Dias intensos, noites tranquilas ___________________________________________________

                  Lembro bem daquela noite. Eu só queria viver o momento. No mais completo e aprazível silêncio, na solidão do meu chalé, deitado na cama e usufruindo até onde eu pudesse os minutos que antecediam o adormecimento. A quietude era revigorante, contribuía a favor da sonolência, mas eu lutava pelo privilégio de ficar acordado no árido solo africano. O esforço era grande, o maior das três primeiras noites da fase inicial da viagem. Ainda eram vivas, dançando na mente, as imagens de cada momento. Voltavam com tal esmero, precisão e acuidade que pareciam as sensações que vivi. Da descida do avião – na chegada à Namíbia, no aeroporto de Windhoek – ao Pôr do Sol na Duna #1, poucas horas antes.

                 A viagem até ali estava perfeita e me contemplara com boa contagem de mamíferos, aves e paisagens de outro mundo. Meu corpo, em escombros, obedecia à superioridade da mente. Conspirava contra o físico um cérebro fervilhante, inconformado com a precocidade do sono. Viro a cabeça, pego o bloco de anotações e  escrevo palavras que temo perder, como um ensaio para esses parágrafos. Mesmo para um turista com afeição pela escrita, sempre pode ocorrer o imprevisto do esquecimento. Contudo, eu sabia: o cansaço e sonolência eram parte inescapável do charme daquela viagem, ainda que às vezes me parecesse chegar cedo demais, junto ao poente.

O tempo voa… parece que foi ontem, mas já estamos no terceiro dia de viagem… Falo sozinho no delicioso chalé do lodge enquanto olho para o céu galáctico pulsando em cada estrela.

             Temendo ser mal interpretado por algum companheiro do grupo cruzando meu chalé a caminho do seu, continuo no tema em pensamento. “O tempo passa mais rápido quando nos damos conta disso”, concluo em sussurros mentais.

         Neil Peart me vem à cabeça. O reservado, tímido e introspectivo compositor e baterista do Rush, lendário grupo de rock canadense, dublê de escritor de relatos de viagens e viajante dos melhores, em seu primeiro livro – “O Ciclista Mascarado” – descreve uma viagem de bicicleta pela África. Na introdução, diz que “se viaja à África Oriental pelos animais e para a Ocidental pelas pessoas.” Conheço ambos os lados do continente e não tenho porque discordar.

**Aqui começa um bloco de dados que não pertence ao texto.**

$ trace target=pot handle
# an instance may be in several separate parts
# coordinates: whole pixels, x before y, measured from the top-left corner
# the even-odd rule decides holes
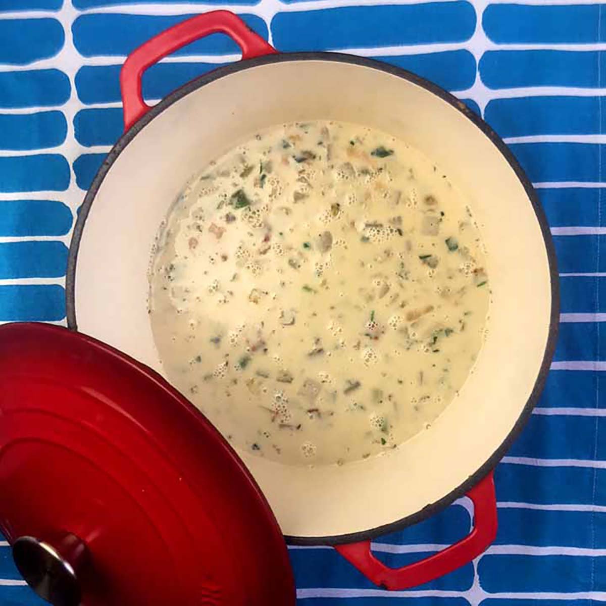
[[[370,541],[335,545],[350,564],[375,585],[385,589],[408,589],[433,581],[468,564],[494,540],[497,530],[496,497],[491,471],[467,493],[474,507],[474,527],[454,545],[425,559],[400,568],[391,568],[378,560]]]
[[[143,101],[141,77],[148,67],[181,47],[210,34],[227,34],[242,50],[242,59],[252,59],[278,51],[254,32],[237,15],[228,10],[214,10],[178,23],[135,48],[120,72],[120,88],[128,130],[150,109]]]

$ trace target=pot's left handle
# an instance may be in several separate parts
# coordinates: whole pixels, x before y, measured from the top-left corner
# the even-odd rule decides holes
[[[409,589],[464,566],[486,550],[497,531],[494,480],[489,473],[467,493],[474,506],[473,530],[458,543],[428,558],[391,568],[378,560],[370,550],[370,541],[336,545],[335,548],[375,585],[385,589]]]
[[[141,77],[148,67],[178,48],[214,33],[229,36],[242,50],[242,59],[278,52],[233,13],[215,10],[178,23],[148,40],[128,55],[120,72],[120,87],[128,130],[151,108],[143,101]]]

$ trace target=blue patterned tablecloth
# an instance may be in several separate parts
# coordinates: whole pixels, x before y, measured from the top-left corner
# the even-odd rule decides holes
[[[464,99],[504,138],[534,182],[561,272],[561,338],[547,388],[496,471],[495,544],[442,579],[393,593],[372,586],[334,550],[293,548],[299,603],[606,602],[602,5],[0,0],[0,321],[64,322],[67,245],[84,191],[122,129],[118,73],[125,56],[169,24],[218,6],[242,15],[281,50],[378,58]],[[216,35],[191,44],[146,73],[146,96],[158,99],[236,59],[236,51]],[[401,565],[457,540],[470,522],[463,500],[381,538],[375,550]],[[39,604],[0,543],[0,605]]]

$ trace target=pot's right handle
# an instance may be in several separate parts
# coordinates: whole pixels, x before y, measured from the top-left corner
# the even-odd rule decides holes
[[[439,578],[468,564],[494,540],[497,530],[496,497],[492,472],[467,493],[473,502],[474,526],[458,543],[425,559],[400,568],[390,568],[370,550],[370,541],[336,545],[335,548],[375,585],[385,589],[408,589]]]
[[[178,23],[133,50],[122,65],[120,87],[125,131],[151,109],[143,101],[141,92],[143,72],[181,47],[218,33],[227,34],[238,44],[242,50],[242,59],[252,59],[278,52],[239,17],[228,10],[211,11]]]

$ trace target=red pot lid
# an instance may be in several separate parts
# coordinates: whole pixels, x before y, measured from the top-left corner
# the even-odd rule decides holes
[[[282,534],[234,451],[89,337],[0,327],[0,495],[18,567],[58,606],[295,603]]]

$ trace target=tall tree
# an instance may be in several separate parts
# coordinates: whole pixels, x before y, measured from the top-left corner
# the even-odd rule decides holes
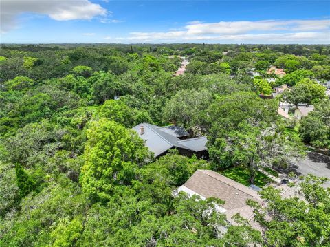
[[[248,202],[265,228],[266,246],[330,245],[330,191],[322,186],[327,180],[309,175],[295,184],[298,196],[283,198],[283,191],[269,186],[260,192],[264,206]]]

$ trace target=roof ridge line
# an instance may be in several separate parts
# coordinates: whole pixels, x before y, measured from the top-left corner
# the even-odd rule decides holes
[[[155,131],[154,129],[153,129],[153,128],[150,127],[149,126],[148,126],[149,124],[147,123],[147,122],[145,122],[145,123],[142,123],[142,125],[146,125],[148,127],[148,128],[149,128],[150,129],[151,129],[151,131],[153,132],[154,132],[155,133],[156,133],[159,137],[160,137],[162,139],[163,139],[164,140],[165,140],[167,143],[168,143],[170,145],[171,145],[172,147],[173,147],[174,145],[170,143],[168,140],[166,140],[166,138],[165,138],[164,137],[162,136],[162,135],[160,135],[159,133],[157,133],[157,131]],[[155,125],[155,126],[157,126],[157,125]]]
[[[212,171],[212,170],[203,170],[203,169],[198,169],[197,171]],[[202,171],[202,172],[203,172],[203,171]],[[214,171],[214,172],[215,172],[215,171]],[[228,184],[227,182],[224,182],[224,181],[219,180],[217,179],[216,178],[210,175],[210,174],[206,173],[204,173],[204,172],[203,172],[203,173],[204,173],[204,174],[207,175],[208,176],[211,177],[211,178],[214,178],[214,179],[215,179],[215,180],[218,180],[218,181],[222,182],[225,183],[226,184],[232,187],[232,188],[238,189],[239,191],[242,191],[243,193],[245,193],[246,195],[252,196],[251,194],[249,194],[249,193],[246,193],[246,192],[245,192],[245,191],[243,191],[242,190],[240,190],[239,189],[237,189],[237,188],[236,188],[236,187],[234,187],[232,185],[230,185],[230,184]],[[236,182],[236,181],[235,181],[235,180],[232,180],[231,178],[227,178],[226,176],[225,176],[225,175],[222,175],[222,174],[220,174],[220,173],[218,173],[218,174],[219,174],[219,175],[221,175],[221,176],[223,176],[223,177],[224,177],[224,178],[226,178],[226,179],[231,180],[234,181],[234,182],[236,182],[236,183],[237,183],[237,184],[240,184],[240,185],[241,185],[241,186],[243,186],[244,187],[246,187],[246,189],[249,189],[249,187],[245,186],[244,184],[241,184],[241,183],[239,183],[238,182]],[[253,197],[254,197],[254,196],[253,196]]]

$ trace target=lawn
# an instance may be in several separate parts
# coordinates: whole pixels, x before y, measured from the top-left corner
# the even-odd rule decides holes
[[[230,168],[220,172],[221,174],[231,178],[236,182],[249,186],[250,171],[249,169],[244,167],[236,167]],[[258,171],[254,179],[254,184],[258,187],[263,187],[269,182],[274,182],[265,174]]]

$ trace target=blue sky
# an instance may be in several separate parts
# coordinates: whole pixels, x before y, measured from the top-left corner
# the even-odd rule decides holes
[[[1,0],[1,43],[330,43],[329,1]]]

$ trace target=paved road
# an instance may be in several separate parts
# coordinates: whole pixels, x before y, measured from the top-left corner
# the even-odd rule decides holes
[[[330,179],[330,157],[315,152],[307,153],[306,158],[294,167],[297,175],[311,173],[318,177],[327,177]],[[330,182],[326,184],[330,186]]]

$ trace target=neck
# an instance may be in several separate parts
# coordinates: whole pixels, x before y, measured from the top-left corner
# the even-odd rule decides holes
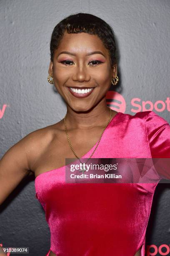
[[[108,122],[110,115],[110,110],[105,104],[97,105],[86,112],[75,111],[67,106],[65,118],[67,129],[90,129],[96,126],[104,127]],[[112,117],[113,115],[112,111]]]

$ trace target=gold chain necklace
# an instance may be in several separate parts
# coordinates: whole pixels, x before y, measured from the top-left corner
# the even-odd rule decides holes
[[[92,154],[91,154],[91,156],[90,156],[90,157],[89,157],[89,158],[88,159],[88,160],[86,161],[86,162],[85,163],[85,164],[86,164],[86,163],[87,163],[87,162],[88,162],[88,161],[89,161],[89,159],[90,159],[91,158],[91,157],[93,155],[93,154],[94,154],[94,153],[95,153],[95,150],[96,150],[96,149],[97,148],[97,147],[98,147],[98,145],[99,145],[99,143],[100,143],[100,140],[101,140],[101,139],[102,138],[102,135],[103,135],[103,133],[104,133],[104,132],[105,131],[105,129],[106,129],[106,127],[107,127],[107,126],[108,125],[108,124],[109,124],[109,122],[110,122],[110,118],[111,118],[111,116],[112,116],[112,110],[111,110],[111,109],[109,107],[108,107],[108,106],[107,106],[107,107],[108,107],[108,108],[110,109],[110,116],[109,119],[109,120],[108,120],[108,123],[107,123],[107,124],[106,124],[106,126],[105,126],[105,128],[104,128],[104,129],[103,131],[102,131],[102,134],[101,134],[101,136],[100,136],[100,139],[99,139],[99,141],[98,141],[98,144],[97,144],[97,146],[96,146],[96,147],[95,148],[95,149],[93,150],[93,152],[92,152]],[[72,150],[72,151],[73,152],[73,153],[74,154],[74,155],[75,155],[75,156],[77,157],[77,158],[78,158],[78,159],[79,160],[79,161],[80,161],[80,163],[81,163],[81,164],[82,164],[82,163],[81,162],[81,161],[80,161],[80,158],[79,158],[79,157],[78,157],[78,156],[76,155],[76,154],[75,154],[75,151],[74,151],[74,150],[73,150],[73,148],[72,148],[72,145],[71,145],[71,143],[70,143],[70,141],[69,138],[68,138],[68,132],[67,132],[67,128],[66,128],[66,123],[65,123],[65,118],[66,118],[66,115],[67,115],[67,114],[65,115],[65,116],[64,117],[64,125],[65,125],[65,133],[66,133],[66,135],[67,135],[67,138],[68,138],[68,143],[69,143],[69,145],[70,145],[70,148],[71,148],[71,150]],[[84,172],[85,172],[86,171],[86,169],[82,169],[81,171],[80,171],[80,172],[82,172],[82,173],[84,173]]]

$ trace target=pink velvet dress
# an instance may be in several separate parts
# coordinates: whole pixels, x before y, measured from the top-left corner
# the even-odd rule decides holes
[[[89,157],[97,144],[82,158]],[[170,158],[170,126],[153,111],[133,116],[119,112],[92,158]],[[65,167],[35,179],[35,195],[50,231],[50,250],[58,256],[134,256],[142,246],[144,256],[161,171],[154,183],[69,184]],[[170,169],[164,175],[170,179]]]

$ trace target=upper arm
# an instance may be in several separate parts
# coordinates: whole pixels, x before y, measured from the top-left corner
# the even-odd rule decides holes
[[[0,204],[31,173],[28,157],[29,136],[27,135],[10,148],[0,160]]]
[[[147,112],[146,127],[155,169],[161,178],[170,179],[170,125],[153,111]]]

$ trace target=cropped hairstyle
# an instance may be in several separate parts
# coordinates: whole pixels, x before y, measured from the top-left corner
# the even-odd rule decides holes
[[[112,67],[116,63],[116,46],[113,29],[100,18],[83,13],[68,16],[54,28],[50,43],[51,61],[53,61],[54,51],[59,46],[66,31],[68,33],[84,32],[97,35],[109,51],[111,66]]]

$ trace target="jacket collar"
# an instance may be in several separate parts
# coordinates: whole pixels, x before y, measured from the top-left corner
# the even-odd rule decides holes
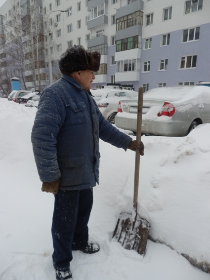
[[[73,84],[75,86],[80,89],[83,90],[82,85],[78,81],[77,81],[74,79],[69,76],[68,75],[65,75],[63,74],[61,76],[61,79],[65,80],[67,81],[69,81],[71,83]]]
[[[82,90],[83,90],[84,89],[83,89],[83,87],[82,86],[82,85],[80,84],[80,83],[79,83],[74,79],[72,78],[70,76],[69,76],[68,75],[65,75],[64,74],[62,74],[62,75],[61,76],[61,79],[63,79],[64,80],[67,80],[68,81],[69,81],[70,82],[71,82],[71,83],[73,83],[77,88],[79,88],[80,89],[82,89]],[[94,97],[94,95],[93,95],[92,94],[92,93],[89,89],[87,90],[87,92],[91,96]]]

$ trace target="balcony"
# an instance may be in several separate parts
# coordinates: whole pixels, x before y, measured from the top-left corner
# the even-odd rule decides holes
[[[95,29],[108,24],[108,16],[102,15],[99,17],[91,19],[87,22],[87,29]]]
[[[93,35],[87,41],[87,48],[103,44],[107,44],[107,36],[104,35],[103,32]]]

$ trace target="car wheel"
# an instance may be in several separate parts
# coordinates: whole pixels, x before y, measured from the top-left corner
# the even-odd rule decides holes
[[[189,127],[187,134],[189,133],[190,131],[191,131],[193,129],[195,128],[196,126],[198,126],[198,125],[199,125],[199,124],[201,124],[200,122],[199,122],[199,121],[197,121],[197,120],[194,120],[190,124],[190,127]]]
[[[117,113],[113,113],[108,118],[108,121],[109,121],[110,123],[112,123],[112,124],[114,124],[115,123],[115,116],[116,115]]]

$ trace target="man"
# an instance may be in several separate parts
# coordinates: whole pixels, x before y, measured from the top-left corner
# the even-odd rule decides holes
[[[88,242],[87,226],[92,188],[98,184],[99,138],[143,155],[143,143],[138,145],[106,120],[90,96],[100,61],[99,52],[82,46],[66,51],[59,61],[62,78],[42,91],[32,129],[42,190],[55,196],[51,230],[57,280],[72,278],[72,250],[99,250]]]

Mas se conhecesse a Namíbia, imagino que Peart não erraria inserindo o país numa nova classificação, acrescendo à sua lista uma terceira categoria: “Viaja-se à Namíbia pelos animais, pelas paisagens e pelas pessoas.”

          Os animais. Vendo-os assim, selvagens, em liberdade e em sua saga pela vida, nos sentimos protagonistas de um documentário da National Geographic. Contudo, poucos pensam na Namíbia para safáris fotográficos, porque ali colado em suas linhas fronteiriças imaginárias fica a África do Sul, a super-potência do ramo. Mas se ambos são lugares igualmente perfeitos para realizar esses sonhos, a Namíbia é menos turística, ainda não perdeu autenticidade em nenhum metro de seus parques. Naquele terceiro dia eu já saboreava o prazer de ter visto bom número de mamíferos. E ainda havia os próximos dias, todos dedicados aos animais, às enormes possibilidade de ver leões, zebras, girafas, elefantes, rinocerontes pretos, avestruzes e hienas que habitam o Parque Nacional de Etosha. O parque alcançaríamos na terceira etapa da viagem, depois das focas e dos chacais, dos flamingos e pelicanos daquela tarde em Walvis Bay.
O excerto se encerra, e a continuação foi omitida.